NRT products such as the gum, patch and lozenge are among the first-line treatments recommended for all smokers and when used as directed, can double a smoker's chances of quitting versus cold turkey.(7) In fact, new research published by Thorax confirms NRT helps "real-world" smokers quit by doubling the odds of successfully quitting long-term and supports the findings of more than 100 randomized clinical trials.(10) NRT is extensively proven to significantly reduce cravings and other withdrawal symptoms during quitting, allowing smokers to focus on behavior change.(11) Data from more than 100 clinical trials involving more than 35,000 smokers have established a consistent safety and efficacy profile for NRT products over decades of study and use.(12)
About the survey
A survey of 900 men and women adult smokers in the U.S. was fielded in July 2007 by Richard Day Research through an online panel, screening for adults age 18 and over who smoke cigarettes every day. The data was weighted to adjust for age, ethnicity and gender using estimates from the 2006 National Health Interview Survey. The "average" respondent in the survey was 48 years of age and started smoking when they were 16 years old, smokes 20 cigarettes per day and has tried to quit three times in the past (only 16 percent of respondents have never tried to quit). The survey was conducted on behalf of The American Legacy Foundation and GlaxoSmithKline Consumer Healthcare.
(1) Survey of 900 adult smokers in the U.S. conducted by American Legacy Foundation and GlaxoSmithKline Consumer Healthcare in August 2007
(2) Molyneux. BMJ "Safety of NRT." February 2004.
(3) Benowitz NL. (1993). Nicotine replacement therapy: What has been accomplished - can we do better? Drugs, 45, 157-170.
(4) Henningfield et al., 2000. Tobacco Dependence: Scientific and Public Health Basis of Treatment. TEN, 2(1),42-46.
(5) GfK Market Measures.
(6) Kimmel SE; Berlin JA; Miles C; Jaskowiak J; Carson JL; Strom BL. Risk of acute first myocardial infarction and use of nicotine patches in a general population. J Am Coll Cardiol. 2001 Apr;37(5):1297-302.
(7) Fiore MC, Bailey WC, Cohen SJ, et al. Treating Tobacco Use and Dependence. Clinical Practice Guideline. Rockville, MD:
(8) Hughes et al., 1992. Smoking Cessation Among Self-Quitters. Health Psychology, 11(5), 331-334
(9) Hughes JR, Keely J, Naud S. Shape of the relapse curve and long-term abstinence among untreated smokers. 2004 Addiction, 99, 29-38.

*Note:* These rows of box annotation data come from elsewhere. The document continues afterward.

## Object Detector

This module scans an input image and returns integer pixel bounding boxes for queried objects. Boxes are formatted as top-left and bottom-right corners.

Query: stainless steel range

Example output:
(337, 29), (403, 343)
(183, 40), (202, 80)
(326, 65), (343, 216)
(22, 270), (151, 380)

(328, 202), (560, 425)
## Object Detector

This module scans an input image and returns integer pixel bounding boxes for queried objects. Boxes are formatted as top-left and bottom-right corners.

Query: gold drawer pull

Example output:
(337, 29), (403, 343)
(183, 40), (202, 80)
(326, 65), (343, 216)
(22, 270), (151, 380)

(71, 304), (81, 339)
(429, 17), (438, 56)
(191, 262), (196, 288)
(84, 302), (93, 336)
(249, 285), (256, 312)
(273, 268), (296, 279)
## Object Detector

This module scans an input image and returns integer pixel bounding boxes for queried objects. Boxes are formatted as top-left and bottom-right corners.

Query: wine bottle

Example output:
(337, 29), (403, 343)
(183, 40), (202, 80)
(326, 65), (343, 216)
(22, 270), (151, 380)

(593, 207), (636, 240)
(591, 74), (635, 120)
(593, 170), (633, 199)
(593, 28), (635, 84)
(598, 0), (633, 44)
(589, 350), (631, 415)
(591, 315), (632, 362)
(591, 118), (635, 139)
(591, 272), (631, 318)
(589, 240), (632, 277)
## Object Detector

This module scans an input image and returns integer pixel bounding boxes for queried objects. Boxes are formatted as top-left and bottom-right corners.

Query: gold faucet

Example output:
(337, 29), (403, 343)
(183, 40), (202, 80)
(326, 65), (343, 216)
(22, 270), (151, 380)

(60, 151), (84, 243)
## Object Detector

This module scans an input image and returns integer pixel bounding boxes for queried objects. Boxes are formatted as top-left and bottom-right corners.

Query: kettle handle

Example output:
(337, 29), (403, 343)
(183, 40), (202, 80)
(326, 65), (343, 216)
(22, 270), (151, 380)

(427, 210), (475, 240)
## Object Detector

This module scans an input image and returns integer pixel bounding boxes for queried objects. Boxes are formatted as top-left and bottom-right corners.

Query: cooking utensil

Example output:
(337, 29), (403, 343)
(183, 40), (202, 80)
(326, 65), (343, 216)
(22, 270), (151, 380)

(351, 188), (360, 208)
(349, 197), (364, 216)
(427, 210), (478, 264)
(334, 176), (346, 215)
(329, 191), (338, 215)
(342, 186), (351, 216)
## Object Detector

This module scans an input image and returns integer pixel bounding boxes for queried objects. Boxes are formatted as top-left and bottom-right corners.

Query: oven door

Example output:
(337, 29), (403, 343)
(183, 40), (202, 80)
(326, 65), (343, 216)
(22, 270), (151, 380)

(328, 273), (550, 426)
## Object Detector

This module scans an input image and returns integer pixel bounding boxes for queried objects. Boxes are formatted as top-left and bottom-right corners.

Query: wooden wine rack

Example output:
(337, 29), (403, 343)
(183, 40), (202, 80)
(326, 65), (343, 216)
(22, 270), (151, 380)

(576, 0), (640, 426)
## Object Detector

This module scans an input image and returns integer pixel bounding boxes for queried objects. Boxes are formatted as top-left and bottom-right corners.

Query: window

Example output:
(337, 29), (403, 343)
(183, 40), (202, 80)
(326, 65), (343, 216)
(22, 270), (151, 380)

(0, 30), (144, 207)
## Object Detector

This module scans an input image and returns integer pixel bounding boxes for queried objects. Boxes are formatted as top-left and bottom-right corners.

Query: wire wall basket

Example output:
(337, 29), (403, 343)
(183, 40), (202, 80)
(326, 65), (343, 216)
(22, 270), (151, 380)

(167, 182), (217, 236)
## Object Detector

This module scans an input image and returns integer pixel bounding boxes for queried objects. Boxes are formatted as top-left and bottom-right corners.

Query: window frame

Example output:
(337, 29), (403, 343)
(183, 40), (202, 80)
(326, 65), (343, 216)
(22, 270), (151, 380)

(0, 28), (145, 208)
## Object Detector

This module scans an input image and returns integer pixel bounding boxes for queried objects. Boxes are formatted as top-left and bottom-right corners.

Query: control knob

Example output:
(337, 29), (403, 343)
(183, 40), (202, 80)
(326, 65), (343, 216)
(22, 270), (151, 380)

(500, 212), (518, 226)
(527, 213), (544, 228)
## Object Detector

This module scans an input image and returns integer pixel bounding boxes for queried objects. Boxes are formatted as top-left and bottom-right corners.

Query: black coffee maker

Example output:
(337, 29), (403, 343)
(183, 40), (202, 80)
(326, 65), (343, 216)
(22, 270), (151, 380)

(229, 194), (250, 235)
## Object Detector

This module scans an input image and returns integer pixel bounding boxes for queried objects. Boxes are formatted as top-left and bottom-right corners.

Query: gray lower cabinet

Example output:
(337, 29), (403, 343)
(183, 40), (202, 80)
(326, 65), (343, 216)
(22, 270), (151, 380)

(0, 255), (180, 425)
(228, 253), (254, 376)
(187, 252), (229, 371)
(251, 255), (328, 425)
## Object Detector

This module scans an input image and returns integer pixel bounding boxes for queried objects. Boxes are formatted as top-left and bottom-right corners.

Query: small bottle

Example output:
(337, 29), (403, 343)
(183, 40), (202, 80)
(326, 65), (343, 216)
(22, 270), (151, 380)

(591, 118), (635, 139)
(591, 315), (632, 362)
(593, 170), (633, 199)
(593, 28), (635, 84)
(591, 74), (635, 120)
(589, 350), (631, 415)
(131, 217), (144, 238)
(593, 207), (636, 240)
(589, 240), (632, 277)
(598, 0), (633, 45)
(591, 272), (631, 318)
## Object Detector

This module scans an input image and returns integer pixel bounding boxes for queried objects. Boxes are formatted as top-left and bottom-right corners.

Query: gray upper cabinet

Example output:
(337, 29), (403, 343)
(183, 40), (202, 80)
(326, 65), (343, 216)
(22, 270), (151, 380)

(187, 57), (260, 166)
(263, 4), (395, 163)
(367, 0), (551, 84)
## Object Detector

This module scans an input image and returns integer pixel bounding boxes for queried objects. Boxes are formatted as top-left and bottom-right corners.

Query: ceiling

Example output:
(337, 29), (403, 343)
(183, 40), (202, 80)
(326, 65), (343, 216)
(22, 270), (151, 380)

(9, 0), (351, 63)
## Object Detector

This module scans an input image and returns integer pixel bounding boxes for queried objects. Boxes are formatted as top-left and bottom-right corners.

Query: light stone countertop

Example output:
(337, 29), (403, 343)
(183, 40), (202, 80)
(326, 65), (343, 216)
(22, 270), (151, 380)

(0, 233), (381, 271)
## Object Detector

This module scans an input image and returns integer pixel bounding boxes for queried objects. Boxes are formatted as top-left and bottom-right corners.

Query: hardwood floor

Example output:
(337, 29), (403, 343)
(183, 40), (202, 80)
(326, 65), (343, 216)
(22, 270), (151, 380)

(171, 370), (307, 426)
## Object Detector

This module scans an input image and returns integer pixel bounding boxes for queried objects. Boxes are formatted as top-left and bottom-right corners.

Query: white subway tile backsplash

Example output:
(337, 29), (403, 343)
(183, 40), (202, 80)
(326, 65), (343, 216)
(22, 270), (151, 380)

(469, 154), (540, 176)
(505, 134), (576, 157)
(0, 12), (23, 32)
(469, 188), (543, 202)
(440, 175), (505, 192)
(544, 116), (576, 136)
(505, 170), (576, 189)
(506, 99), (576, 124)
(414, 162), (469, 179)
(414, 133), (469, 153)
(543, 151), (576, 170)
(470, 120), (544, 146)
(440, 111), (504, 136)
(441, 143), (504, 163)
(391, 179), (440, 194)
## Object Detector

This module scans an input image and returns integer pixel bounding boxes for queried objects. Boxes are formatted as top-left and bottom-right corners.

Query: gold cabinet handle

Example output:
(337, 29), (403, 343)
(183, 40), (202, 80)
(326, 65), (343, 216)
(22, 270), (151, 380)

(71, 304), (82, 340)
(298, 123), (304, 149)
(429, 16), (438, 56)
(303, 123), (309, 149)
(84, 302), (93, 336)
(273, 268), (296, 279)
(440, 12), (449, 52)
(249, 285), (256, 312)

(10) Is nicotine replacement therapy for smoking cessation effective in the "real world" Thorax online August 2007. Robert West Professor of Health Psychology Pg. 1-7
(11) FDA labeling for gum/lozenge/patch. 2005. Labels on boxes of Nicorette, Commit and Nicoderm CQ.
(12) Silagy et al. Nicotine replacement therapy for smoking cessation (Cochrane Review). In: The Cochrane Library, Issue 1, 2004. Chichester, UK: John Wiley & Sons, Ltd.